End of Pebble’s Kickstarter story, hits a sour note with backers
Fitbit has acquired a slew of personnel and intellectual property pertaining to the hardware and software of fellow smart wearables firm Pebble.
The acquisition does not include the products Pebble has, mostly variants of its smartwatch, but rather adds assets that aim to help fitness wearable specialist Fitbit better establish a platform from which other fitness and health related products and services can be built upon.
“The additional resources will facilitate the faster delivery of new products, features and functionality while introducing speed and efficiencies to develop the general purpose utility consumers value in a connected device,” Fitbit said.
Pebble on the other hand will case creating its smartwatches and will cease to operate as an independent entity.
Pebble hits rock bottom
“Due to various factors, Pebble can no longer operate as an independent entity, and we have made the tough decision to shut down the company. The deal finalised today preserves as much of Pebble as possible,” the company said on its Kickstarter page.
However, it would not be wrong to speculate that the company ran out of the money it needed to support its business, such is the fate of many Kickstarter funded projects and startups.
This is sad news for a company that was a pioneer in the world of smartwatches, especially affordable one that offered a viable alternative to the Apple Watch and other expensive wearables.
Yet for Pebble fans and backers the news was not well received.
“Well, this sucks. What a waste of $99. I really like my new Pebble 2 and am disappointed it won’t be supported in the future (I even left Fitbit behind for it!). And I’ve so been looking forward to running with a Core. This may be the last Kickstarter I’ll ever bother funding. What’s the point if you just take our money and run? I feel cheated,” said a downbeat Laura Parisi.
“This is the worst Christmas present ever. Disaster. I am gutted. This was my first Kickstarter and will definitely be my last,” said an angry Jamie Rollinson.
Others also expressed their annoyance and disappointment at the move, some resorting to less sanitary comments.
David Kemp expressed sorrow for the third-party developers and supporters of the Pebble ecosystem: “To be honest, it’s great that for you that you got bought out, and I hope you all take away a fat bonus from it.
“But there are a load of people who have backed Pebble from the start, and those who have created apps, and made videos, and written positive reviews, and talked their friends into buying pebbles rather than other smart watches, who now feel really let down by the news.”

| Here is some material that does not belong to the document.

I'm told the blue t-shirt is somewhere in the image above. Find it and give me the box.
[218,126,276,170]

“It would be a nice gesture if you could at least release some bits so that the existing pebble community can continue to maintain the software side… but I’m guessing that too much of it is IP that Fitbit paid for… A sad day,” he added.
Pebble noted that such developers could find a new community with Fitbit’s third-party support.
“The Pebble talent joining Fitbit will help the company accelerate the launch of tools and resources devs need to enhance future Fitbit products with experiences that can take wearables to new heights of utility and appeal. If this opportunity excites you too, join us for the ride,” the company said.
For those with Pebble smartwatches, the company will no longer be offering one-to-one support and instead suggests people visit its Help Portal and community pages for tech help. Refunds will not be issued to people who bought the Pebble 2 smartwatch, but backers of the Kickstarter campaign will see their funding returned for any unfulfilled rewards.
Life for startups may be exciting but as Pebble has shown there are risks involved. But the startup world can op up all over the place even in Wales, a nation not known for its technology prowess.